# Is this a valid step?||Ax|| + ||Bx|| <= ||A||*||x|| + ||B||*||x||

1. Apr 22, 2007

### EvLer

Is this a valid step?

||Ax|| + ||Bx|| <= ||A||*||x|| + ||B||*||x|| ??

where A and B are actually matrices, x is a vector but actually it can be reduced to just numbers and a variable, respectively. And ||x|| = sqrt (x*x)

thanks as always :)

2. Apr 22, 2007

### AKG

It suffices to know that if M is any matrix and v is any vector (such that Mv is defined), then $||Mv|| \leq ||M||\, ||v||$. What's the definition of $||M||$?

3. Apr 22, 2007

### EvLer

I don't know.... what I actually have to prove is that ||A+B|| <= ||A|| + ||B|| follows from a norm of a matrix A:
||A|| = max (||Ax||/||x||)

4. Apr 22, 2007

### ZioX

||A+B||=max(|(A+B)x|/|x|=max(|Ax+Bx|)/|x| and Ax and Bx are just vectors....so you can just use the triangle inequalities.

Also, do note, your defintion for norm is wrong. You have to some constraint on x. The most common is |x|<=1.

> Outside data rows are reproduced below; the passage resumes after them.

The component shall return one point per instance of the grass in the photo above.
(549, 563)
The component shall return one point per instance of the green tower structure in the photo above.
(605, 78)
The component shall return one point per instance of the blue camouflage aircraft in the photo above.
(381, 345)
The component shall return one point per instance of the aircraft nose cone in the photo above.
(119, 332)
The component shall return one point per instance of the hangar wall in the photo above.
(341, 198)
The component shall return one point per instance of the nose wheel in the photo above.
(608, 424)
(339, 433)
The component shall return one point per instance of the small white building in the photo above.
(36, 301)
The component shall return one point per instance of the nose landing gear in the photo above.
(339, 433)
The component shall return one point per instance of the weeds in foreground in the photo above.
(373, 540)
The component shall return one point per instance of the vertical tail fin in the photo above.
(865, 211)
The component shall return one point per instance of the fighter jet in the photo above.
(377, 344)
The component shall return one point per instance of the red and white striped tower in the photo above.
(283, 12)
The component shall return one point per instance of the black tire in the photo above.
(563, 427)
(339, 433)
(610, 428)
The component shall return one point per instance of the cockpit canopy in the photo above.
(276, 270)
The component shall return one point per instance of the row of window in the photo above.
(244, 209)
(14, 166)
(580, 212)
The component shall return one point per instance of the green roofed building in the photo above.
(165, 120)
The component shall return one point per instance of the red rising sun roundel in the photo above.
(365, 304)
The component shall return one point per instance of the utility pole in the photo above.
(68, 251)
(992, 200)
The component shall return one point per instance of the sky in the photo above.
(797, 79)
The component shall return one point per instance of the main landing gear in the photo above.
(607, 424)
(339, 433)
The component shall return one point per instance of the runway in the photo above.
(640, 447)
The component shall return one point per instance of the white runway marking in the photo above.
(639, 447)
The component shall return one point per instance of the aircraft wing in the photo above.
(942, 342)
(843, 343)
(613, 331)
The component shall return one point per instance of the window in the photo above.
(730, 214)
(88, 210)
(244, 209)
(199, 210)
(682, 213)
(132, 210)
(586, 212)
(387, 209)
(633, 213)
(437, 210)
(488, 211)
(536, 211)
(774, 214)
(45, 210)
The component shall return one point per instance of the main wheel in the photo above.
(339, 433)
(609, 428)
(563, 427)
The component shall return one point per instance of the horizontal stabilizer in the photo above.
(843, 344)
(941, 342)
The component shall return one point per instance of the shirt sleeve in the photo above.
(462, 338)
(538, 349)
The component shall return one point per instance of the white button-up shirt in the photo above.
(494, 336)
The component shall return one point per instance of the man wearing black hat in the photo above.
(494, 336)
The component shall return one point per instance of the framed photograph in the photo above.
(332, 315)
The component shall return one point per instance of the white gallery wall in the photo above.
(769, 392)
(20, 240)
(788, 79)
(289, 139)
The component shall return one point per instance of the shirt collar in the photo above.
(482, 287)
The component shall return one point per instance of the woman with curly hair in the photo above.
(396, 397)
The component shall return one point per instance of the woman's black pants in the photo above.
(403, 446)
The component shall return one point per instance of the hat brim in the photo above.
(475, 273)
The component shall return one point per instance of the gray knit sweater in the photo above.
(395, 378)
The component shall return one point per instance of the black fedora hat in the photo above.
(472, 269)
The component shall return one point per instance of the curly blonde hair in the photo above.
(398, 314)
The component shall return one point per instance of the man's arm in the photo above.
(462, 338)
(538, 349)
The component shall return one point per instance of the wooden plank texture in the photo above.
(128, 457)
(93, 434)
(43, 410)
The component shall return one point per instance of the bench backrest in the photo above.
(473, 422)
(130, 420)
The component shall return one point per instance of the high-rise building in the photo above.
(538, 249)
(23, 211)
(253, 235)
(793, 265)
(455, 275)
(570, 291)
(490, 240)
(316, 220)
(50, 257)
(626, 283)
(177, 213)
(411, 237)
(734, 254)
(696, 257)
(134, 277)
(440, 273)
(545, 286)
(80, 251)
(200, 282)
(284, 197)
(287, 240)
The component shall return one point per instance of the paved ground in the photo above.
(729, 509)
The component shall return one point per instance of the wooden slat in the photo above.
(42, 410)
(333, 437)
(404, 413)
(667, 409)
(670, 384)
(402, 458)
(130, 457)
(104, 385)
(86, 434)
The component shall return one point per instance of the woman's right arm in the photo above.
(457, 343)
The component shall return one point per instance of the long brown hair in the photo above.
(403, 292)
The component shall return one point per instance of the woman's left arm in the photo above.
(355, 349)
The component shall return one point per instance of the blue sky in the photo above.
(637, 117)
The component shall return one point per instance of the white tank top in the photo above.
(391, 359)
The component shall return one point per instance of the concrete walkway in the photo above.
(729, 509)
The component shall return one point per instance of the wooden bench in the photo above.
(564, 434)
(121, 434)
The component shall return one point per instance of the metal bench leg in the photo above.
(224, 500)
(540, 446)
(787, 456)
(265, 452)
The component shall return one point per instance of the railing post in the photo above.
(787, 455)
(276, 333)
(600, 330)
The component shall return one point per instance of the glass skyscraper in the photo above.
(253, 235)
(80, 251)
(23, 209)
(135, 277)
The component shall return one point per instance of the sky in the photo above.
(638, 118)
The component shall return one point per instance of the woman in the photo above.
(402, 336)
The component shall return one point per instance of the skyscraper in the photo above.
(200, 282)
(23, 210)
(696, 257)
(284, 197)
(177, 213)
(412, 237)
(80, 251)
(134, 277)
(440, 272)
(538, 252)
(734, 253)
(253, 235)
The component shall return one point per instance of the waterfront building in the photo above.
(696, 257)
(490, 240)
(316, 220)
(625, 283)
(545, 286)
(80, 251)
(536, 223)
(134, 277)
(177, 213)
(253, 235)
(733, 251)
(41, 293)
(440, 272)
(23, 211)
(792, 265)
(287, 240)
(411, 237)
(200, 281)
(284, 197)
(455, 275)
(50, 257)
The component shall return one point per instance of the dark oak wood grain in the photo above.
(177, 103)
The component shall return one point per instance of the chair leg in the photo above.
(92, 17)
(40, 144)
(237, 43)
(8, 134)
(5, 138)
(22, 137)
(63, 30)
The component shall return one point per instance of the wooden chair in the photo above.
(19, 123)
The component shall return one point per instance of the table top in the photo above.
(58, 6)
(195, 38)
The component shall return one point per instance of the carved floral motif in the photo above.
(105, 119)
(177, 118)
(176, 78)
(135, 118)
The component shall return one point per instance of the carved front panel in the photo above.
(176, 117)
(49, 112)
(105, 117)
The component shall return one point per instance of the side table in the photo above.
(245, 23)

Alos, I don't know if you realize this or not, but you're suppose to be taking the vector norm of Ax divided by the vector norm of x.

5. Apr 23, 2007

### AKG

Well what don't you get? You want to prove:

$$||Ax|| + ||Bx|| \leq ||A||\, ||x|| + ||B||\, ||x||$$

to do this, it suffices to prove:

$$||Ax|| \leq ||A||\, ||x||$$

and

$$||Bx|| \leq ||B||\, ||x||$$

right? But there's nothing special about A and B, all you really need to show is that for any matrix M and any vector v that:

$$||Mv|| \leq ||M||\, ||v||$$

right? Well, if v is 0, then the inequality holds (and in fact, it's an equality, 0=0). If v is non-zero, then the above is equivalent to:

$$||Mv||/||v|| \leq ||M||$$

But the very definition of the norm of a matrix is:

$$\sup _{v \neq 0} ||Mv||/||v||$$

(which is pretty much the definition you gave, except you used "max" instead of "sup" which isn't a big deal, and you forgot to rule out x=0, since in that case $||Ax||/||x||$ is undefined). So when v is non-zero,

$$||M|| \geq ||Mv||/||v||$$

by the very definition of the matrix norm.